Post by deltadave » Sun Sep 04, 2005 4:10 pm

I think that before you move into a who's right and who's wrong conclusion, keep in mind that during the scoring of the PSG, a hypopnea must not only meet a flow requirement, but has to be associated with an arousal and/or an oxygen desaturation. This is what gives the hypopnea clinical significance. APAP only tracks flow, so that's kind of an unfair advantage. Now, there's good and bad to everything, In the case where the 8 cmH2O was inconclusive, and the APAP said "10 cmH2O is conclusive", that's great, especially if you can attach at least some subjective evidence to that, like "I feel better, I'm less sleepy, I have no desaturations, etc.".
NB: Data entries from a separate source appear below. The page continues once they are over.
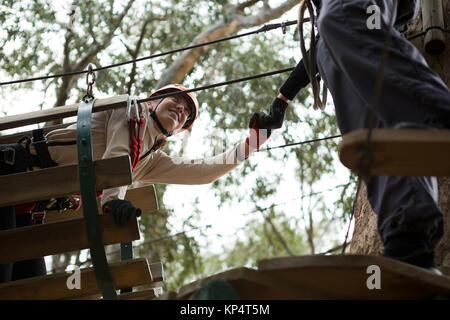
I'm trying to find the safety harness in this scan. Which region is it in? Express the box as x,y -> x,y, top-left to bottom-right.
0,129 -> 78,224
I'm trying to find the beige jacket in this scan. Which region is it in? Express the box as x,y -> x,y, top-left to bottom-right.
46,102 -> 254,206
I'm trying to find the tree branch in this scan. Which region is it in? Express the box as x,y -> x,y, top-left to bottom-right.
157,0 -> 298,88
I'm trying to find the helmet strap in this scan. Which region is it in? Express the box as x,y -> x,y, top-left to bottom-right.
150,98 -> 173,137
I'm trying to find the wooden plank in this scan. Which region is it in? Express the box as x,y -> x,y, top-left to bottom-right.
0,214 -> 139,264
0,122 -> 76,144
74,262 -> 164,300
258,255 -> 450,299
45,184 -> 158,223
339,129 -> 450,176
177,267 -> 324,300
0,95 -> 128,130
0,155 -> 132,207
0,258 -> 153,300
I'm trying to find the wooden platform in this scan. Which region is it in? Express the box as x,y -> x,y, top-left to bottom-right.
258,255 -> 450,299
0,258 -> 164,300
177,267 -> 326,300
0,155 -> 132,207
339,129 -> 450,176
45,184 -> 158,223
0,214 -> 139,263
174,255 -> 450,300
0,94 -> 128,130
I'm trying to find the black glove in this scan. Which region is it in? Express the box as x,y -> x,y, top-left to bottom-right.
102,199 -> 142,226
280,59 -> 310,100
249,98 -> 288,129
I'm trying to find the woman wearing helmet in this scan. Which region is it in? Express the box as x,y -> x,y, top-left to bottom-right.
0,84 -> 270,282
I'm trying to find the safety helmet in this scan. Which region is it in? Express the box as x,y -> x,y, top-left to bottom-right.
149,84 -> 198,130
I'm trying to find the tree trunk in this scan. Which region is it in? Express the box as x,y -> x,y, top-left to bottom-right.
350,1 -> 450,267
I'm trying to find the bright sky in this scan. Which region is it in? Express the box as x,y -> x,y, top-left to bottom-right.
0,1 -> 351,272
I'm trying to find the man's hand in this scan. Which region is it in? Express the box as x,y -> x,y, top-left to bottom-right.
249,93 -> 288,129
102,199 -> 142,226
245,120 -> 271,150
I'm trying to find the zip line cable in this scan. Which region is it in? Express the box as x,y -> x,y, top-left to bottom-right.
49,182 -> 352,273
0,19 -> 309,86
0,18 -> 440,86
256,134 -> 342,152
137,67 -> 295,103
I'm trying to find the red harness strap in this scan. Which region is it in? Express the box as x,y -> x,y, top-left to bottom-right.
127,98 -> 146,171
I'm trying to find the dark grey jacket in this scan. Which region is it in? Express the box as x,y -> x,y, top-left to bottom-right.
312,0 -> 420,27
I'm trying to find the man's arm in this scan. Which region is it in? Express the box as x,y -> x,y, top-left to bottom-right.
249,59 -> 310,129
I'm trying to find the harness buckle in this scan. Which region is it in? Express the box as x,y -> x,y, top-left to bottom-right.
31,211 -> 45,225
2,148 -> 16,166
127,96 -> 139,122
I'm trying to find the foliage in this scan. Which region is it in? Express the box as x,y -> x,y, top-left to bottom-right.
0,0 -> 353,290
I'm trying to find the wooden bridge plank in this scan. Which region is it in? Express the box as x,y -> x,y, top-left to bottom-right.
339,129 -> 450,176
0,122 -> 76,144
0,214 -> 139,264
258,255 -> 450,300
70,262 -> 164,300
0,95 -> 127,130
45,185 -> 158,223
0,155 -> 132,207
0,258 -> 153,300
177,267 -> 324,300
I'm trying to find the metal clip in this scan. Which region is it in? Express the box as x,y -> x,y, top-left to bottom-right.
280,22 -> 286,34
126,96 -> 140,122
2,148 -> 16,166
83,63 -> 95,100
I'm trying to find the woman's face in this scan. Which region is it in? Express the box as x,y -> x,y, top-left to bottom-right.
155,95 -> 191,133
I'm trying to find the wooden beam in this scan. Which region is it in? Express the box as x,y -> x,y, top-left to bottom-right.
258,255 -> 450,300
0,122 -> 76,144
0,155 -> 132,207
0,258 -> 154,300
70,262 -> 164,300
0,95 -> 128,130
0,214 -> 139,264
45,184 -> 158,223
177,267 -> 324,300
422,0 -> 446,55
339,129 -> 450,176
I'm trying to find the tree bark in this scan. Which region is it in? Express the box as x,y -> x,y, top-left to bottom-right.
350,0 -> 450,267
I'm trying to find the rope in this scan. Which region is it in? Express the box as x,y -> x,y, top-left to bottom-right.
298,0 -> 327,110
138,67 -> 295,103
0,19 -> 309,86
341,177 -> 361,254
257,135 -> 342,152
0,18 -> 442,86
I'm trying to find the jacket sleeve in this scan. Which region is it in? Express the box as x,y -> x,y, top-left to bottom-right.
135,142 -> 254,184
101,108 -> 130,207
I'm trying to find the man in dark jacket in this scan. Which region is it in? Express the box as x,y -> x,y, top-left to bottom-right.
252,0 -> 450,270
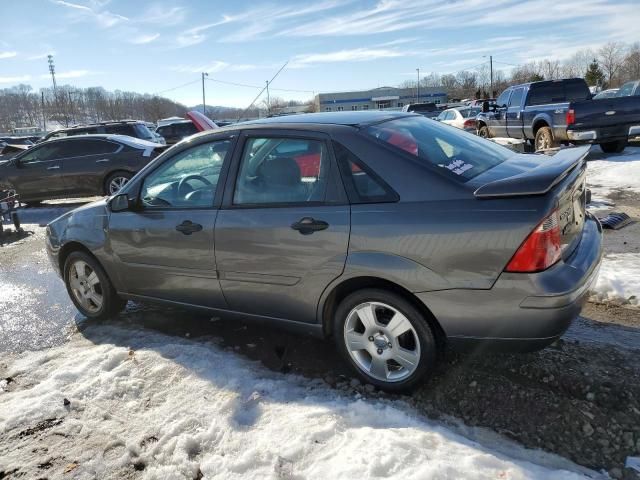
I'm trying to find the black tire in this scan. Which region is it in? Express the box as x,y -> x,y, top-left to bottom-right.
534,127 -> 560,152
104,171 -> 133,196
600,140 -> 627,153
63,251 -> 127,320
333,289 -> 437,392
478,125 -> 491,138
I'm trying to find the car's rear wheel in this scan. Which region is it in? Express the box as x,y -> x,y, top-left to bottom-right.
104,172 -> 133,195
535,127 -> 559,151
64,252 -> 127,320
478,125 -> 491,138
334,289 -> 437,392
600,140 -> 627,153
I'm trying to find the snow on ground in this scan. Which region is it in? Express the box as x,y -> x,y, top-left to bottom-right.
593,253 -> 640,306
0,325 -> 584,479
587,147 -> 640,200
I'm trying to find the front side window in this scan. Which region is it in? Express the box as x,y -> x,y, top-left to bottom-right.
140,140 -> 231,208
496,90 -> 511,108
365,117 -> 513,182
233,137 -> 330,205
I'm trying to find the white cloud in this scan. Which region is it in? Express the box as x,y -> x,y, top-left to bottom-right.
51,0 -> 129,28
130,33 -> 160,45
40,70 -> 93,79
137,5 -> 186,27
0,75 -> 31,83
289,48 -> 406,68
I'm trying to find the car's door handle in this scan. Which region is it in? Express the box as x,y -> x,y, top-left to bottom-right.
176,220 -> 202,235
291,217 -> 329,235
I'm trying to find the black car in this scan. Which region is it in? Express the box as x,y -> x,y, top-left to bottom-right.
156,120 -> 198,145
0,135 -> 166,202
40,120 -> 159,143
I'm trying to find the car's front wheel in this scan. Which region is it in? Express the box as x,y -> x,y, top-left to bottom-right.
334,289 -> 437,392
64,251 -> 127,320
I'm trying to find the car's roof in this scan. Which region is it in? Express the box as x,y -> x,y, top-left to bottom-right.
45,133 -> 161,148
241,110 -> 416,128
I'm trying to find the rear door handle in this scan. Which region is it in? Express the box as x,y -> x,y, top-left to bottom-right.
176,220 -> 202,235
291,217 -> 329,235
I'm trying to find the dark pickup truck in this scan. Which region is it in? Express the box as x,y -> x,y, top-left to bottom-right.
477,78 -> 640,153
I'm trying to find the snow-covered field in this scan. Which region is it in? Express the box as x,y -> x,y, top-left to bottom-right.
0,325 -> 588,479
587,147 -> 640,306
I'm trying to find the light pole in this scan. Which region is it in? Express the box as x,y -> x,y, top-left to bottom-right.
202,72 -> 209,116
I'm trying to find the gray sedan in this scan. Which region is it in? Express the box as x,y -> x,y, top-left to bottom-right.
47,112 -> 602,391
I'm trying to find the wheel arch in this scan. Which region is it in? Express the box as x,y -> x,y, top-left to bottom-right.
320,275 -> 446,348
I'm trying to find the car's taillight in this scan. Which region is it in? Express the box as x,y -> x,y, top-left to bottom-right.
567,108 -> 576,126
505,210 -> 562,273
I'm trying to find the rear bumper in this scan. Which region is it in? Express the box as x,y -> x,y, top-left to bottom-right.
416,215 -> 602,351
567,124 -> 640,143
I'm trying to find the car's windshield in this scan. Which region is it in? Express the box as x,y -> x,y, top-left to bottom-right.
458,108 -> 480,118
365,116 -> 513,182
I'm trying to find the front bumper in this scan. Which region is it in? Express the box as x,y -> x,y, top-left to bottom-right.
417,215 -> 602,351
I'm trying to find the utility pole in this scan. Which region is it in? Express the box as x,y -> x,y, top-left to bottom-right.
202,72 -> 209,116
40,90 -> 47,133
489,55 -> 499,98
267,80 -> 271,117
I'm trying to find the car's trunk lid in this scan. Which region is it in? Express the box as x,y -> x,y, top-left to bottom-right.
470,146 -> 589,258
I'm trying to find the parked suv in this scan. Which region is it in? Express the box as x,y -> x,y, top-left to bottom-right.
477,78 -> 640,153
156,120 -> 199,145
0,135 -> 165,203
40,120 -> 162,144
47,111 -> 602,390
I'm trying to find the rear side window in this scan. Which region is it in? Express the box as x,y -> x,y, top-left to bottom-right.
333,142 -> 399,203
365,117 -> 513,182
509,88 -> 524,107
529,82 -> 565,105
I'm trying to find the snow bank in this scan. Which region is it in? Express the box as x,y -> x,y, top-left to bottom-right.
0,325 -> 592,479
587,147 -> 640,198
593,253 -> 640,305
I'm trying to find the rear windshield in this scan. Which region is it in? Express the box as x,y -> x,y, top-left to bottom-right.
365,116 -> 514,182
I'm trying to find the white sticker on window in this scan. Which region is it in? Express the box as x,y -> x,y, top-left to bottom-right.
445,160 -> 473,175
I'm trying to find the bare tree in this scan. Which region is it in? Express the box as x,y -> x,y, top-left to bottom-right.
598,42 -> 625,87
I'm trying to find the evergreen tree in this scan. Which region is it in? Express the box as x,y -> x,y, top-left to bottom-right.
584,58 -> 604,88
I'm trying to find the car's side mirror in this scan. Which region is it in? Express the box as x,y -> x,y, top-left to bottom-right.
109,193 -> 135,212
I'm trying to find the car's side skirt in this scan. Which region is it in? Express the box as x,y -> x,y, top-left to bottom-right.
118,292 -> 325,338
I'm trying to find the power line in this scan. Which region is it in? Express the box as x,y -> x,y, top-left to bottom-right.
237,60 -> 289,122
206,78 -> 315,93
153,79 -> 200,95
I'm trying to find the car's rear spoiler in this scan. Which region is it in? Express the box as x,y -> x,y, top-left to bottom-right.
473,145 -> 589,198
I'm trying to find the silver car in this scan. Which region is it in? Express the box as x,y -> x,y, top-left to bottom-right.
47,112 -> 602,391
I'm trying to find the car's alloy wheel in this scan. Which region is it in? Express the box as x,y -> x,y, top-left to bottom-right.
333,288 -> 437,392
63,251 -> 127,320
344,302 -> 420,382
108,176 -> 129,195
69,260 -> 104,313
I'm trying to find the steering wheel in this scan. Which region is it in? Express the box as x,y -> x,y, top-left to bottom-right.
178,174 -> 213,197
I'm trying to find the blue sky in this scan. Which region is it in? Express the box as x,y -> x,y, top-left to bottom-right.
0,0 -> 640,107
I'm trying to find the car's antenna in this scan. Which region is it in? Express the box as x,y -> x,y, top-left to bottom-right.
236,60 -> 289,123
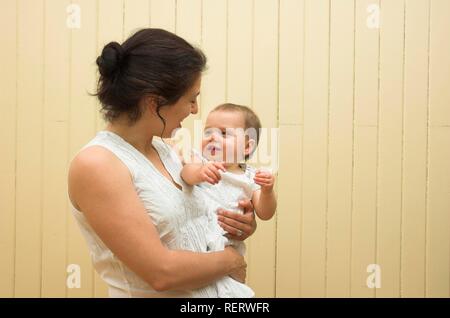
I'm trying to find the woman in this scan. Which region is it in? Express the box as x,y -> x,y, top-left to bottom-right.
69,29 -> 256,297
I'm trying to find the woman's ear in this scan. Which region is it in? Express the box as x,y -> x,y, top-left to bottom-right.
244,139 -> 256,156
142,95 -> 158,116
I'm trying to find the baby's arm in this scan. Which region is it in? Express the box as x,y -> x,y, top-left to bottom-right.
252,172 -> 277,220
181,153 -> 226,185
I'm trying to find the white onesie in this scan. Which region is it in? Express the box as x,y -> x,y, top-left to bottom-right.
192,150 -> 260,298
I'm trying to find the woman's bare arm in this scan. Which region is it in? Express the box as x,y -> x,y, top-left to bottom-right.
69,146 -> 246,291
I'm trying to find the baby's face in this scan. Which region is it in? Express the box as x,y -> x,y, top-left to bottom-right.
202,110 -> 248,164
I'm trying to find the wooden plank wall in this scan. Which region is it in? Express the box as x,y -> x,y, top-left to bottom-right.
0,0 -> 450,297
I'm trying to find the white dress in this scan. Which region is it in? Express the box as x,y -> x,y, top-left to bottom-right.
72,131 -> 237,297
192,149 -> 261,298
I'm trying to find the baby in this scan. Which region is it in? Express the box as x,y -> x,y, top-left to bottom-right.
181,104 -> 277,298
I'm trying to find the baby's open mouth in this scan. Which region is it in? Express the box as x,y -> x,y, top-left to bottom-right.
206,145 -> 221,156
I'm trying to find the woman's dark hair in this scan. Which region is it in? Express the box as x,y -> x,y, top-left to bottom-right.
94,29 -> 206,125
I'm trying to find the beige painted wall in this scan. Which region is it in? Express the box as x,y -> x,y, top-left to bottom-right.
0,0 -> 450,297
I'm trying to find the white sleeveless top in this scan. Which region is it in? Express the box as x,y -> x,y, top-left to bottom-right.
72,131 -> 218,297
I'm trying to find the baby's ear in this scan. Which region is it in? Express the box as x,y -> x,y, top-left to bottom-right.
245,139 -> 256,156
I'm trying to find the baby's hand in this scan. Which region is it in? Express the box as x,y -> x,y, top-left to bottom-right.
253,170 -> 275,192
200,162 -> 226,184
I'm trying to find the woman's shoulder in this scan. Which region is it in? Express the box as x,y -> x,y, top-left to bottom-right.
68,146 -> 130,208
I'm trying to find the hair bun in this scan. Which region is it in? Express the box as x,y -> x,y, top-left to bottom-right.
97,42 -> 124,77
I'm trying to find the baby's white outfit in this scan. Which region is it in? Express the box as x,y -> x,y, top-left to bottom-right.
192,149 -> 261,298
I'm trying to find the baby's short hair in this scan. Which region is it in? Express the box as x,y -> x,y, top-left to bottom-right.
211,103 -> 261,160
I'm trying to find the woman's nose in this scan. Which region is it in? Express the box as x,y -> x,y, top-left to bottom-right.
191,103 -> 198,115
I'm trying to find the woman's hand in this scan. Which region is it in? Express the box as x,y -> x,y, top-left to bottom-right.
225,246 -> 247,284
217,200 -> 256,241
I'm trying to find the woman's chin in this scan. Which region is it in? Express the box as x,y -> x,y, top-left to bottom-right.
163,125 -> 183,138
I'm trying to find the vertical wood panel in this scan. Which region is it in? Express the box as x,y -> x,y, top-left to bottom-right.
276,125 -> 302,297
123,0 -> 150,40
425,0 -> 450,297
150,0 -> 176,32
400,0 -> 429,297
67,0 -> 98,297
0,1 -> 17,297
326,0 -> 354,297
41,0 -> 70,297
15,0 -> 45,297
248,0 -> 279,297
226,0 -> 253,106
376,0 -> 405,297
301,0 -> 330,297
279,0 -> 305,125
426,127 -> 450,297
349,126 -> 376,297
430,0 -> 450,126
201,0 -> 227,125
349,0 -> 379,297
176,0 -> 203,140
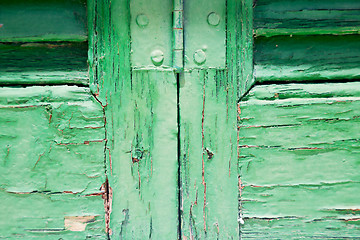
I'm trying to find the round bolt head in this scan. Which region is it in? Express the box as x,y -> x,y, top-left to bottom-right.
208,12 -> 220,26
136,14 -> 149,27
151,49 -> 164,66
194,49 -> 206,65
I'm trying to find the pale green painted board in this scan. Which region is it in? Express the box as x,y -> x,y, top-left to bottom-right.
0,86 -> 106,239
239,82 -> 360,239
180,69 -> 239,239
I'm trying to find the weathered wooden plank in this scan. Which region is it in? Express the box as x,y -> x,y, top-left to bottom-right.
226,0 -> 255,98
254,0 -> 360,37
0,86 -> 106,239
254,35 -> 360,82
0,43 -> 89,85
88,0 -> 178,236
180,69 -> 239,239
0,0 -> 87,42
239,82 -> 360,239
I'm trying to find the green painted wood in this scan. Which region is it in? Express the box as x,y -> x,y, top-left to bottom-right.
180,69 -> 239,239
88,0 -> 178,239
254,35 -> 360,82
0,43 -> 89,85
0,0 -> 87,42
254,0 -> 360,37
226,0 -> 255,98
239,82 -> 360,239
0,86 -> 106,239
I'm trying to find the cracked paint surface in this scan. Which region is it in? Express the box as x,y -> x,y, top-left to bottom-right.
0,86 -> 106,239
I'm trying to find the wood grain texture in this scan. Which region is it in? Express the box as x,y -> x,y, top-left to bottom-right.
226,0 -> 255,98
254,35 -> 360,82
239,82 -> 360,239
254,0 -> 360,37
88,0 -> 178,239
0,43 -> 89,85
0,86 -> 106,239
0,0 -> 87,42
180,69 -> 239,239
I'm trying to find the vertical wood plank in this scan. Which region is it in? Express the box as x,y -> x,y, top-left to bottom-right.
180,69 -> 239,239
226,0 -> 255,98
89,0 -> 178,239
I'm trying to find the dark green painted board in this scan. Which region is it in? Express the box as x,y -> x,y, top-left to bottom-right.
0,86 -> 106,239
239,82 -> 360,239
0,42 -> 89,85
180,69 -> 239,239
254,35 -> 360,82
0,0 -> 87,42
254,0 -> 360,37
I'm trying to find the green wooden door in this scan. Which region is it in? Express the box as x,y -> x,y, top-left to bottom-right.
0,0 -> 360,239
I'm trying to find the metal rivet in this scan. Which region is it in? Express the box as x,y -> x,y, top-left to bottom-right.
136,14 -> 149,27
194,49 -> 206,65
208,12 -> 220,26
151,49 -> 164,66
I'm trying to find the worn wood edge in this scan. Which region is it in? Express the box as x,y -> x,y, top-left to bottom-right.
254,27 -> 360,37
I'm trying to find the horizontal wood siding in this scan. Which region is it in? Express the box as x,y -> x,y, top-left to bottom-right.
254,0 -> 360,37
254,0 -> 360,82
0,86 -> 106,239
0,42 -> 89,85
0,0 -> 87,42
239,82 -> 360,239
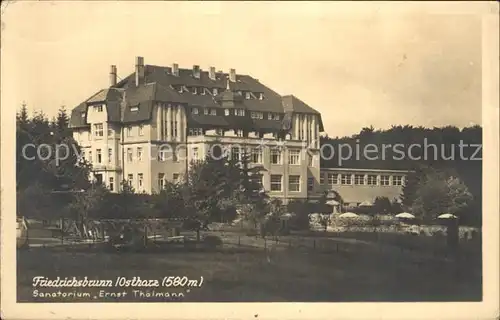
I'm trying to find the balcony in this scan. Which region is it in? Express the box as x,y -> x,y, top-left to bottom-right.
92,163 -> 122,171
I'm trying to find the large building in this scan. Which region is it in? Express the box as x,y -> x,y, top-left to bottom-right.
70,57 -> 401,203
71,57 -> 323,199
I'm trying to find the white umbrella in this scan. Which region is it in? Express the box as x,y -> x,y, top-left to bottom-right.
326,200 -> 340,206
339,212 -> 358,218
396,212 -> 415,219
438,213 -> 457,219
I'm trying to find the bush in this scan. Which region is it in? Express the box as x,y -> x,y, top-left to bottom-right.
203,235 -> 223,248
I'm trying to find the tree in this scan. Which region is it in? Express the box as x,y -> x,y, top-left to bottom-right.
412,171 -> 473,220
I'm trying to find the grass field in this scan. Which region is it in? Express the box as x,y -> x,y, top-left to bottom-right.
17,232 -> 482,302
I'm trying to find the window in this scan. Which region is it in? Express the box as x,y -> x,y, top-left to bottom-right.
158,173 -> 165,190
288,176 -> 300,192
251,148 -> 262,163
307,177 -> 314,191
95,149 -> 102,163
137,173 -> 144,191
380,175 -> 391,186
231,147 -> 240,160
307,154 -> 314,167
328,173 -> 339,186
340,174 -> 352,184
271,174 -> 283,191
367,174 -> 377,186
288,150 -> 300,165
188,128 -> 203,136
392,176 -> 403,186
158,148 -> 169,161
234,109 -> 245,117
354,174 -> 365,185
250,112 -> 264,119
193,147 -> 198,160
271,149 -> 281,164
94,123 -> 104,137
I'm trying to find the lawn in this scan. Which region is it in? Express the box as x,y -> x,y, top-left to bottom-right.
17,232 -> 481,302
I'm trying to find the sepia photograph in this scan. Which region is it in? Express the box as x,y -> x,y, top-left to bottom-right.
1,1 -> 500,319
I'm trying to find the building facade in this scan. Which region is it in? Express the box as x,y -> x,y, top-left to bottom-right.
70,57 -> 323,201
320,168 -> 408,207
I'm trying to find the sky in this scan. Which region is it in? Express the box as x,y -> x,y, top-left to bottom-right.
1,1 -> 481,137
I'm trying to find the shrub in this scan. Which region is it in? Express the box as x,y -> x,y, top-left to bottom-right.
203,235 -> 223,248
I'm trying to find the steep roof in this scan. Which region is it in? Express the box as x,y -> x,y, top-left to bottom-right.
70,65 -> 323,131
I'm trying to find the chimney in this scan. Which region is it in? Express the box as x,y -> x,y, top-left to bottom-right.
193,65 -> 201,79
135,57 -> 144,86
109,65 -> 116,87
208,67 -> 215,81
172,63 -> 179,77
229,69 -> 236,82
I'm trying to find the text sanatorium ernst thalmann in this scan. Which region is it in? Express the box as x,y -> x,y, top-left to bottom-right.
33,276 -> 203,288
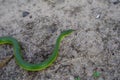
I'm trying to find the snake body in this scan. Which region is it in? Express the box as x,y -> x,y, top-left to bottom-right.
0,29 -> 74,71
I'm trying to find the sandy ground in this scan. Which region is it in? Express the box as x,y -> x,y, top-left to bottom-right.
0,0 -> 120,80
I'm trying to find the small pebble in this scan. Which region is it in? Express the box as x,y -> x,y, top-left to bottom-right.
22,11 -> 30,17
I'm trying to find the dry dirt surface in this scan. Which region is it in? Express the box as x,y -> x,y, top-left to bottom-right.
0,0 -> 120,80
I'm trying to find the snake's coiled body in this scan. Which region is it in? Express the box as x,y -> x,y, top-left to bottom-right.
0,29 -> 74,71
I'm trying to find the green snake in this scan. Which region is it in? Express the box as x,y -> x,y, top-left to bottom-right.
0,29 -> 74,71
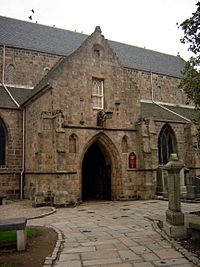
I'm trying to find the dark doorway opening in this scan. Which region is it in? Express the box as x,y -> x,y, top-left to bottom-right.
82,143 -> 111,200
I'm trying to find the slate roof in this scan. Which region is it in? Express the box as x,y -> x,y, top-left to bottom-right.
0,16 -> 184,77
141,102 -> 198,123
0,86 -> 32,108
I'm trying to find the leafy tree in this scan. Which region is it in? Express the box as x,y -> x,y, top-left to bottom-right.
179,1 -> 200,109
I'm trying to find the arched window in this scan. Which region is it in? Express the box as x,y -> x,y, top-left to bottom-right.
44,67 -> 50,76
69,134 -> 77,153
158,124 -> 176,164
7,64 -> 15,82
128,152 -> 136,169
0,120 -> 6,166
122,135 -> 128,153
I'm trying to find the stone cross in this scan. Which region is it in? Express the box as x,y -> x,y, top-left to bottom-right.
164,154 -> 184,225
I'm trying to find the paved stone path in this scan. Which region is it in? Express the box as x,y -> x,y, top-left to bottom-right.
29,200 -> 200,267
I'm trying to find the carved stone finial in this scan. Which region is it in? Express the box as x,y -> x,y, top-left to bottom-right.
95,26 -> 101,33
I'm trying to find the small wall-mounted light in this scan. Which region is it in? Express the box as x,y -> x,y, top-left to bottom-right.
97,110 -> 113,127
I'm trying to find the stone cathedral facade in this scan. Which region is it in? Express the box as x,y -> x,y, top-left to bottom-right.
0,17 -> 200,205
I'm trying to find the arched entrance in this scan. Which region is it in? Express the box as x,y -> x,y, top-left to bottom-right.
82,142 -> 111,200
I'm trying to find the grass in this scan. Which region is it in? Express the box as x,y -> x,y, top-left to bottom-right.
0,228 -> 41,246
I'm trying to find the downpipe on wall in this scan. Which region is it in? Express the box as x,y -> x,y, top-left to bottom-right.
151,71 -> 191,123
2,45 -> 25,200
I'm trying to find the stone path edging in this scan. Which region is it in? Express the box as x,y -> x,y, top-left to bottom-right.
148,216 -> 200,266
27,207 -> 64,267
27,207 -> 56,220
43,226 -> 64,267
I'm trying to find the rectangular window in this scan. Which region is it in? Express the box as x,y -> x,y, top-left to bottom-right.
92,78 -> 104,109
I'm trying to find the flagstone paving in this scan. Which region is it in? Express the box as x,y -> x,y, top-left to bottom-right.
29,200 -> 200,267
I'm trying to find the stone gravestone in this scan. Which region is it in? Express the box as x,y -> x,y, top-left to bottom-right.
164,154 -> 187,237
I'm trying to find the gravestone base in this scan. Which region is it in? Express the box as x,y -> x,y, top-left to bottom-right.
163,221 -> 187,238
166,209 -> 184,226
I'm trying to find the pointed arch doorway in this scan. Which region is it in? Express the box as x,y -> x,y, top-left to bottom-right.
82,142 -> 111,200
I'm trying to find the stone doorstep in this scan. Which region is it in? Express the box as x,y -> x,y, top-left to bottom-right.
188,223 -> 200,241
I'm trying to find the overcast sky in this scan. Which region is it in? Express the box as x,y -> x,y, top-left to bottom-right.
0,0 -> 197,59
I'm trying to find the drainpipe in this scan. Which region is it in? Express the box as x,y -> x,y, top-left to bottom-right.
151,71 -> 191,122
2,45 -> 20,108
20,108 -> 26,200
2,45 -> 25,200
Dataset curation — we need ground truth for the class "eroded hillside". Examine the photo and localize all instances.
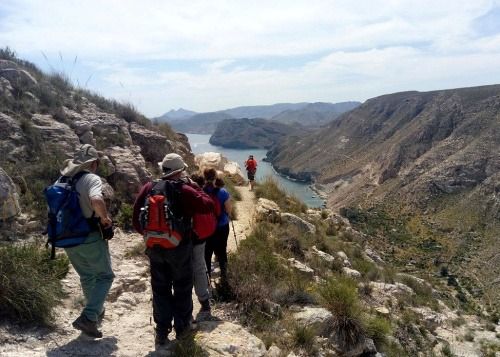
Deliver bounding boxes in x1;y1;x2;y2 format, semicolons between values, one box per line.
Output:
270;85;500;312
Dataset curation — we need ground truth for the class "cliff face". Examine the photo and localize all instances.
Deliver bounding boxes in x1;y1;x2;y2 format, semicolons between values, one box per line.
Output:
270;86;500;211
0;53;194;235
210;119;304;149
268;85;500;301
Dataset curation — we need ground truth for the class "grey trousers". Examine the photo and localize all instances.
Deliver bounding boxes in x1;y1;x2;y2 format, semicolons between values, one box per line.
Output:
193;242;210;301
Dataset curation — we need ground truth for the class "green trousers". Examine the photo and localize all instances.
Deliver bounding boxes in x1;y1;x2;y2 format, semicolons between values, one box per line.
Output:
65;234;115;321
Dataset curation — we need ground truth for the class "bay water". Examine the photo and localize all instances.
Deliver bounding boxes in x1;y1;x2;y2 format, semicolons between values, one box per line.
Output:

In the case where the PSG titration said 20 cmH2O, but the APAP said 8-9 cmH2O, aren't you the least bit curious as to what they were looking at when they raised the pressure to 20?
You can hold their feet to the fire, have them boot up the PSG and show you the events so you can see for yourself.
The only way to verify that APAP is doing what it's supposed to is to track EEG and oxygen saturation. Other than that, you can press the IFL1's and 2's all day long, till you get a "good" number, but when all is said and done, that's all you've got-- a "good" number.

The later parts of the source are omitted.